The Beguine Way of Life

“Wars, crusades, plague, [and] famine … led to a … gender imbalance in northern Europe in the late 12th  century….”  reducing the number of men available to perform skilled tasks or marry [1].  Despite these conditions, cultural views on gender roles and social class remained inflexible, allowing few choices for women other than marriage or the monastery. 

At the same time, lay religious movements began to emerge throughout Europe, with wandering preachers urging laypeople of all social classes to adopt simplicity and deeper devotion in their daily lives. With monasteries filled or requiring expensive dowries of new members,  religious unmarried and widowed laywomen or those with absent husbands had few options, leaving them without adequate security, respect, or economic stability [2, 3, 4].  

In this climate, the Beguine Movement arose, a new type of  “visible religious life” without binding vows, offering a “less institutional form of whole-hearted devotion” for women [2]. Their way of life provided a means for laywomen to attain intimacy with God within a like-minded community [5, 6] designed flexibly around conditions in the locality and the interests and needs of the beguines themselves [7, 8, 9].

While remaining anchored in practical rhythms of prayer, service, and friendship, beguines supported themselves by their own labor in homes and shops, working as merchants, craftswomen, and domestic laborers. They were well-known for their work in the cloth industry where they spun wool, dyed fibers, wove textiles, and finished cloth, tasks that permitted them to work together in communal areas in their beguinages and convents [10, 11].

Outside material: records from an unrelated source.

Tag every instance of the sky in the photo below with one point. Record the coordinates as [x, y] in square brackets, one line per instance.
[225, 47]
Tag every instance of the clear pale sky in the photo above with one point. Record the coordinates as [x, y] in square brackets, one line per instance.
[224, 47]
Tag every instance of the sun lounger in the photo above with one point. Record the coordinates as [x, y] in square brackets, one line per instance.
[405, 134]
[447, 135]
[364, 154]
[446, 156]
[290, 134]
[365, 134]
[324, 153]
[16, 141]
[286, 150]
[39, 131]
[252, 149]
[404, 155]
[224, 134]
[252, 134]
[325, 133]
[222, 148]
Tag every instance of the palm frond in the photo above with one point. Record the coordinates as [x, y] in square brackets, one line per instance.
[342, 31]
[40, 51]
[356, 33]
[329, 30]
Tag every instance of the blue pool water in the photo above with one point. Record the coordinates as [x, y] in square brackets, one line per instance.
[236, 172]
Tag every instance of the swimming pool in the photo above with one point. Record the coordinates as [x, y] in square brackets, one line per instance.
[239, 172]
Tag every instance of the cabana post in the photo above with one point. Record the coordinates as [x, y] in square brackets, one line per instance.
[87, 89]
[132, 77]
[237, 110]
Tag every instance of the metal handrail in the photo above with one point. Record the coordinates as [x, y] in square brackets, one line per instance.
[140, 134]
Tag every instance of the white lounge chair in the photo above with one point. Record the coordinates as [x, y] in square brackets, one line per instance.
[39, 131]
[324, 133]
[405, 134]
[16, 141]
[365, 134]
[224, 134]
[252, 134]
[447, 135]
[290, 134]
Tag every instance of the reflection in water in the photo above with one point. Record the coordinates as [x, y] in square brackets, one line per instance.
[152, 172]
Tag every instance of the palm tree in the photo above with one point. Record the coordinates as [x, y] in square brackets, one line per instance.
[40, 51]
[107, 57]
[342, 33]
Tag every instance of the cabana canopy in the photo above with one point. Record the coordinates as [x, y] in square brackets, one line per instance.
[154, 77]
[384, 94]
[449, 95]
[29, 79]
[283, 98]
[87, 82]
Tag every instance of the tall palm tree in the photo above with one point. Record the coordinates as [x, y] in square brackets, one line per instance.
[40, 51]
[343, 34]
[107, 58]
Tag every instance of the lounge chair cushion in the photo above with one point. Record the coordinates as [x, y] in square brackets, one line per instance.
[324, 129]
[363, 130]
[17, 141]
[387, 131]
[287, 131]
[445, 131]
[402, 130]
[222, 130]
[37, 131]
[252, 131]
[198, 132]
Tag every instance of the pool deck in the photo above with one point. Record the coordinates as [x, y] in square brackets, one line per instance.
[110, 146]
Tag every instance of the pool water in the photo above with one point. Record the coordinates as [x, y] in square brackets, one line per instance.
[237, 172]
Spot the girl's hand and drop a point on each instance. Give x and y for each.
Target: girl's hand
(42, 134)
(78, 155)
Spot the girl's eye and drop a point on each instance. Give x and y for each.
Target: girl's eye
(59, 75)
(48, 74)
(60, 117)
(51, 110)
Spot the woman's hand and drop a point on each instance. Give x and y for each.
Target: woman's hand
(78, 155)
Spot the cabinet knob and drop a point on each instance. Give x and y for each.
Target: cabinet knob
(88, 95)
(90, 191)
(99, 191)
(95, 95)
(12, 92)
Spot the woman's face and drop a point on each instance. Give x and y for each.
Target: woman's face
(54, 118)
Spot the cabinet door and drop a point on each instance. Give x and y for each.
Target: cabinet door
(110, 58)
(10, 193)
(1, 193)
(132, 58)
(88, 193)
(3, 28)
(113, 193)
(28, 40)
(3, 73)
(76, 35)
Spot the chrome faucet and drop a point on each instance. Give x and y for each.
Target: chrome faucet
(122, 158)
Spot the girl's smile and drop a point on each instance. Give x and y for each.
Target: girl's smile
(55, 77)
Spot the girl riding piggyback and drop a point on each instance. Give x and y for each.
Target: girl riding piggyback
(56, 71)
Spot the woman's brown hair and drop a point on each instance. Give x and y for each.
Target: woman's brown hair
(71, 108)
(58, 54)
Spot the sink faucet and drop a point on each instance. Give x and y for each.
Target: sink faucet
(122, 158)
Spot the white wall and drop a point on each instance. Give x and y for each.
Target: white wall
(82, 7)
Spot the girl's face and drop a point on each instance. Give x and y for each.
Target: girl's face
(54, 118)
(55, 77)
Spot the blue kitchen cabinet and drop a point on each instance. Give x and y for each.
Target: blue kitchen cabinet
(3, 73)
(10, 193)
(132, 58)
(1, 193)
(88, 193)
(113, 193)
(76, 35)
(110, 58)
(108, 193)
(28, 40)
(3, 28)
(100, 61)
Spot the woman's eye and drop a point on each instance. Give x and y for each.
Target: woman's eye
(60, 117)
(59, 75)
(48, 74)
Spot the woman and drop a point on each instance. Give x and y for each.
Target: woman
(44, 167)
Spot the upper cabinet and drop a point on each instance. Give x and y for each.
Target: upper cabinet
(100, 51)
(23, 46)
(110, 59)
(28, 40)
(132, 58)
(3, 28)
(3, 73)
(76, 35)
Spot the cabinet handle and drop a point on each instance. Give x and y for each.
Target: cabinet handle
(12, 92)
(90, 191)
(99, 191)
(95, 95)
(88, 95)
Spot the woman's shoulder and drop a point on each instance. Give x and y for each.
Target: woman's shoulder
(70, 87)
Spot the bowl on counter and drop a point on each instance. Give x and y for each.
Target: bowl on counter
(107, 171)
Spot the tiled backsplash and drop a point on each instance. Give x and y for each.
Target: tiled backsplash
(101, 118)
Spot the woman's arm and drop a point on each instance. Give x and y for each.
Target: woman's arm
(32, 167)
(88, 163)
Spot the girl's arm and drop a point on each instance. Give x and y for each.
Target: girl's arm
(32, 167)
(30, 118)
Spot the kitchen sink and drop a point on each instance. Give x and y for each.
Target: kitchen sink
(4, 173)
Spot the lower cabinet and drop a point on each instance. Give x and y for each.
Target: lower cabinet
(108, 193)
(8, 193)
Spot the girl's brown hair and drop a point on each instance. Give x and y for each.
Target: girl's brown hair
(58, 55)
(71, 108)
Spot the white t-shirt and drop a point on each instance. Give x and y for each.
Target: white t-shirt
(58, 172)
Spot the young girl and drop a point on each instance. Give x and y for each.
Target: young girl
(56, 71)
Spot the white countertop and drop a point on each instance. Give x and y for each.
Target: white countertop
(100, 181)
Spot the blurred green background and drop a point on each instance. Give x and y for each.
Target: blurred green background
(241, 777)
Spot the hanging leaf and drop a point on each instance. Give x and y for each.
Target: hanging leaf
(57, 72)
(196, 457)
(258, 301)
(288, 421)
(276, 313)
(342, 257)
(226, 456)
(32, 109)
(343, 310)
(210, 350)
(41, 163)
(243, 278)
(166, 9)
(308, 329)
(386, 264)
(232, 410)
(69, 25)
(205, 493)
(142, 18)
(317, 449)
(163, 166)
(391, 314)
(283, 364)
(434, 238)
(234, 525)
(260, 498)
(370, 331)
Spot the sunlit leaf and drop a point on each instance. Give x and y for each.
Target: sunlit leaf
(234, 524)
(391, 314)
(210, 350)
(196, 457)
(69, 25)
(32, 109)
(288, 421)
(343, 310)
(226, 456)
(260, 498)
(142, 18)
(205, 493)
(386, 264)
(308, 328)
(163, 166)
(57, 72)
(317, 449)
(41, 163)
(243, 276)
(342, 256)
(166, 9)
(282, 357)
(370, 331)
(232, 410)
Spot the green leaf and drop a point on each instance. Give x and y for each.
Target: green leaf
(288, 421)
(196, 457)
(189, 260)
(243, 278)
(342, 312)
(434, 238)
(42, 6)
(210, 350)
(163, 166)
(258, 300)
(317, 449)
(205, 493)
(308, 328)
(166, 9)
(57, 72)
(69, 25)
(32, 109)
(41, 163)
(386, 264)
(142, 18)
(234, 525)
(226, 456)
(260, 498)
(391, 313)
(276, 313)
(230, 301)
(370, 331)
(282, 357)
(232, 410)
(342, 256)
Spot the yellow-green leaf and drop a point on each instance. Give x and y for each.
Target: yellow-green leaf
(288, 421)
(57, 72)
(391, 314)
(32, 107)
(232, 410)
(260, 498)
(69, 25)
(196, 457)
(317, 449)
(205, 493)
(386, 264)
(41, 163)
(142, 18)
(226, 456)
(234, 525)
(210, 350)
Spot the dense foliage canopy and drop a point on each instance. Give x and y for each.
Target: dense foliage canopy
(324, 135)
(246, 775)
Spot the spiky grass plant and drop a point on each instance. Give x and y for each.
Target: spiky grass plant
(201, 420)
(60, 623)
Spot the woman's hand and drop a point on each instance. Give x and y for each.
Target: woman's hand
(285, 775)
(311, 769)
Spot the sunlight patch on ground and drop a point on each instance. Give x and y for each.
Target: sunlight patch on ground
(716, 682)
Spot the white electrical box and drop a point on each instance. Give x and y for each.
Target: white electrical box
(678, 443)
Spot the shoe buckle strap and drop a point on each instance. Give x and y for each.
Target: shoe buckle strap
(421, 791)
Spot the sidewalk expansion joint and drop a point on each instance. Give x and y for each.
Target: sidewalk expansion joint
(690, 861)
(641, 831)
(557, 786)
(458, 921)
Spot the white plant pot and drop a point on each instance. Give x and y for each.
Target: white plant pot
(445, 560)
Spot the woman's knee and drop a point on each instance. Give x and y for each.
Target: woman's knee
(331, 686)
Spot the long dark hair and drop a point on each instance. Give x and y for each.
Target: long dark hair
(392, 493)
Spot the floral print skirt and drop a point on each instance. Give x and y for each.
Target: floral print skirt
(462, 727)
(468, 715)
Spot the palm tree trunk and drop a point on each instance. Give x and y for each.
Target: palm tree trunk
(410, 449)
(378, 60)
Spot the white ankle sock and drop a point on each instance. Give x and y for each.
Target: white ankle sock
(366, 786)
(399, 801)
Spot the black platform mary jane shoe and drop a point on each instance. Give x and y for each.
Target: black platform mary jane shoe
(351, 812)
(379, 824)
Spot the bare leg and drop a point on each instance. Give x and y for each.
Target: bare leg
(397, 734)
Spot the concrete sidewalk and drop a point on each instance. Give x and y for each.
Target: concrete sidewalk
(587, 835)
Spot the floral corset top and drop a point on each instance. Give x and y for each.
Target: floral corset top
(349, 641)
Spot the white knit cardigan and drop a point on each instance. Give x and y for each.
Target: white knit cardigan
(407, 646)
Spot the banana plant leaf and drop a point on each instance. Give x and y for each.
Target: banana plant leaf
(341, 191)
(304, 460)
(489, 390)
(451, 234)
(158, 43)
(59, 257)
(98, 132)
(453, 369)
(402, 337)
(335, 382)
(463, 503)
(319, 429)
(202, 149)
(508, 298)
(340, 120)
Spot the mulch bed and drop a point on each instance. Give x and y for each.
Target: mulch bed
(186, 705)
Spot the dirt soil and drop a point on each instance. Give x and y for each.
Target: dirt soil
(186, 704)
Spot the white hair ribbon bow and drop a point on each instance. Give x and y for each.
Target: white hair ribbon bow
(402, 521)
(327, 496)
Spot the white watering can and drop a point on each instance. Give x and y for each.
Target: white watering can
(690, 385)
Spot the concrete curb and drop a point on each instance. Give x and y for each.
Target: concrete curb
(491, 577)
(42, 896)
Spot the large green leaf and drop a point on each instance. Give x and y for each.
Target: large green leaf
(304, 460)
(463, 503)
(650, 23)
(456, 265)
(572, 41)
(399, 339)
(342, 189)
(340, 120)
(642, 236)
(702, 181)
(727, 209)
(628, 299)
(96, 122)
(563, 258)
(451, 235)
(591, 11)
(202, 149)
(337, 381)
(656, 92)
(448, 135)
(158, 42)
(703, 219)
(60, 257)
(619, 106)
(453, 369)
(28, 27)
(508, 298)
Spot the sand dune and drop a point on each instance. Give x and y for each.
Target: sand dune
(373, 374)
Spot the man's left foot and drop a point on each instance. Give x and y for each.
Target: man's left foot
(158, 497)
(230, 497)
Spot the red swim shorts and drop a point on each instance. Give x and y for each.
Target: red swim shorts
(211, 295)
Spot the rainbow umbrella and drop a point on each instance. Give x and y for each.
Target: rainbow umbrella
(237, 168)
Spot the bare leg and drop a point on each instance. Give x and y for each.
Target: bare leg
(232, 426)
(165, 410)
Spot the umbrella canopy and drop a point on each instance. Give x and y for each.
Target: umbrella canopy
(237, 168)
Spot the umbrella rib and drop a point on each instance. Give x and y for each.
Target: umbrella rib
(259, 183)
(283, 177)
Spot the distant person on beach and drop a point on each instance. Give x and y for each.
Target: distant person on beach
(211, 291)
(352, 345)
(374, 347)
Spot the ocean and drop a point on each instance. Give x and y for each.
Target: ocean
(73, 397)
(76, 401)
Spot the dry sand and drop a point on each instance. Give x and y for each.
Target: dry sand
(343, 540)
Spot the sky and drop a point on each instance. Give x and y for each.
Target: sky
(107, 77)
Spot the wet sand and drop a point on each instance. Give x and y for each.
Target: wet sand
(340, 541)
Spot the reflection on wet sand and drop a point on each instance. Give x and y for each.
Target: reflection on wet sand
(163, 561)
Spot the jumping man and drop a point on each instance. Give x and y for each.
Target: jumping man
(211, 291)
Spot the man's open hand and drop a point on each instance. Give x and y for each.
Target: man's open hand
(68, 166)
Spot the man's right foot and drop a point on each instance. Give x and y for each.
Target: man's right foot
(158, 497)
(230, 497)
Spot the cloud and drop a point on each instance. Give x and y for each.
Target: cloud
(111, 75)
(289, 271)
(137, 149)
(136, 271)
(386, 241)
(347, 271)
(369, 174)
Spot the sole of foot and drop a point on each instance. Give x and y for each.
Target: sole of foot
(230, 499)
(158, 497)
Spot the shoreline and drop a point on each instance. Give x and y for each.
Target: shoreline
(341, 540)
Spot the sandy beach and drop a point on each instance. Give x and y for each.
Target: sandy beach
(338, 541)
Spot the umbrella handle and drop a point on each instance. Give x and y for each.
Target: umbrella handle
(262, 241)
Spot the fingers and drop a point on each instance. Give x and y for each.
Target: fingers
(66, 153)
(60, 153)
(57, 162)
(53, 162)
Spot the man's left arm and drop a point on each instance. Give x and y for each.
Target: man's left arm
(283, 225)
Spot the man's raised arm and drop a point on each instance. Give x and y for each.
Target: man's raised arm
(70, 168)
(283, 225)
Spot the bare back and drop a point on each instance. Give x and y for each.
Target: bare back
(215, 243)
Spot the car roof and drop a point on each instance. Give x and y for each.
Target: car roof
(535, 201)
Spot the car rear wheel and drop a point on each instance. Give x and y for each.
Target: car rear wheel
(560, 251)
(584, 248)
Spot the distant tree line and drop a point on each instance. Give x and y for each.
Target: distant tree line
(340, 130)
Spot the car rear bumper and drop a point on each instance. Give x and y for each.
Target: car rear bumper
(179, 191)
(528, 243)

Their flexibility made them difficult to categorize [12, 13, 14, 15]. Their lifestyles varied in different locations, but all were inspired by influences that urged simplicity in secular life, equality of rich and poor in society and religious communities, devotion to the human expression of God through Jesus, access to Scripture by both clergy and laity, and service that included  copying Scripture and sermons in the language of the area, teaching, caring for the sick,  preparing bodies for burial, serving food to the poor, and providing other services to meet local needs [9, 11, 13, 14].

As women of prayer, beguines promoted their belief in the humanity of Jesus and his concern for the everyday lives of  “simple souls”, using the language of the people to make their teachings available to all.  In particular, they preached the message that a relationship of spiritual tenderness and friendship with God was possible for everyone [8]. Julian of Norwich, whom scholars have placed within the embrace of beguine spirituality, taught that “we are beings who need to be reassured by the motherhood of God who does not deprive us of the milk of supernatural life”. Her confidence in the mercy and tender care of God for all prompted her famous message that “all will be well, and all will be well, and every kind of thing will be well” [16, 17].

Such teachings challenged the prevailing atmosphere of judgment and fear fostered by clerics at the time. The beguines’ insistence on their authority to preach the compassion and care of God  prompted controversy and difficulties that followed the beguines over the centuries [1, 8, 9].

*Note: The numbers refer to sources that are listed in the section entitled “for further reading” at the bottom of the last page.